Recurrent Transition Networks for Character Locomotion
Manually authoring transition animations for a complete locomotion system can be a tedious and time-consuming task, especially for large games that allow complex and constrained locomotion movements, where the number of transitions grows exponentially with the number of states. In this paper, we present a novel approach, based on deep recurrent neural networks, to automatically generate such transitions given a past context of a few frames and a target character state to reach. We present the Recurrent Transition Network (RTN), based on a modified version of the Long-Short-Term-Memory (LSTM) network, designed specifically for transition generation and trained without any gait, phase, contact or action labels.
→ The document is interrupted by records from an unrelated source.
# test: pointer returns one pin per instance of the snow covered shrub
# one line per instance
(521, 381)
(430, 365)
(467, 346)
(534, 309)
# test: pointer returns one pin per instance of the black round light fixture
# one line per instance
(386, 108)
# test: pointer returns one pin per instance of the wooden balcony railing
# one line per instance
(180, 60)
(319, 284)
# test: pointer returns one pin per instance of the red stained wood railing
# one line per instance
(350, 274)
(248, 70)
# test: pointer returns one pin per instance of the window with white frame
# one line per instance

We further propose a simple yet principled way to initialize the hidden states of the LSTM layer for a given sequence which improves the performance and generalization to new motions. We both quantitatively and qualitatively evaluate our system and show that making the network terrain-aware by adding a local terrain representation to the input yields better performance for rough-terrain navigation on long transitions. Our system produces realistic and fluid transitions that rival the quality of Motion Capture-based ground-truth motions, even before applying any inverse-kinematics postprocess. Direct benefits of our approach could be to accelerate the creation of transition variations for large coverage, or even to entirely replace transition nodes in an animation graph. We further explore applications of this model in a animation super-resolution setting where we temporally decompress animations saved at 1 frame per second and show that the network is able to reconstruct motions that are hard to distinguish from un-compressed locomotion sequences.
💡 Research Summary
The paper tackles the long‑standing bottleneck of manually authoring transition animations for character locomotion, which becomes prohibitive as the number of states grows. The authors introduce the Recurrent Transition Network (RTN), a deep learning model built on a modified Long‑Short‑Term‑Memory (LSTM) architecture, that can synthesize realistic transition clips given only a short history of past frames and a target pose or locomotion direction.
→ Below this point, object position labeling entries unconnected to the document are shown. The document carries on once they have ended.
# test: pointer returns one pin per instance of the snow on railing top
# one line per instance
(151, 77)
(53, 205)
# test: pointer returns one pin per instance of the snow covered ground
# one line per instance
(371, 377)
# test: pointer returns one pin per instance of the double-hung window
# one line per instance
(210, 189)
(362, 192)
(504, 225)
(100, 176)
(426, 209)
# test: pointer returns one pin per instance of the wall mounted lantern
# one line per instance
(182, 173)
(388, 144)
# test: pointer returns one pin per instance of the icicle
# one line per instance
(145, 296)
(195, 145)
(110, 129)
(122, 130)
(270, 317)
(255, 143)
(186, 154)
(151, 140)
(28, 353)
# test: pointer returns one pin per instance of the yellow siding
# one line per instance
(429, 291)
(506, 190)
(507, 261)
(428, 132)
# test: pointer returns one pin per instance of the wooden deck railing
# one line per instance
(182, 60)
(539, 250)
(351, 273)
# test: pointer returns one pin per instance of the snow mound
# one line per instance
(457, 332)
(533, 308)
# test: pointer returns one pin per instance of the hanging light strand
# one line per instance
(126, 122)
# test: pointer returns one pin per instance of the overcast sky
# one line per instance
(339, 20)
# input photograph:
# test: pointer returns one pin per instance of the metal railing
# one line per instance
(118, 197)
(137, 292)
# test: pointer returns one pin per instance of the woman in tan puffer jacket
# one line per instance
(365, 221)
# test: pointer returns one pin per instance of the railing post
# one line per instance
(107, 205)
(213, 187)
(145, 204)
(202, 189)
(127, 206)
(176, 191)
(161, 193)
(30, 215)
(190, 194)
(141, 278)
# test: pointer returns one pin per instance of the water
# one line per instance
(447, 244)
Key technical contributions are threefold. First, the input to the network concatenates a “past context” (joint positions and velocities of the last few frames) with an explicit “target state” (desired pose and movement vector). This dual conditioning tells the model exactly where the motion starts and where it must end, eliminating the need for hand‑crafted phase or contact labels. Second, the authors propose a principled hidden‑state initialization scheme: before generating a transition, they run the first frame of the target sequence through a lightweight encoder and use the resulting feature vector to seed the LSTM’s hidden and cell states. By injecting information about the intended motion trajectory at time‑step zero, the network avoids abrupt, physically implausible jumps and generalizes better to unseen target combinations. Third, they augment the input with a compact local terrain representation (a small height‑map around the character). This makes the model terrain‑aware, allowing it to predict foot‑ground contacts accurately even on uneven or sloped surfaces, which is crucial for long‑duration transitions.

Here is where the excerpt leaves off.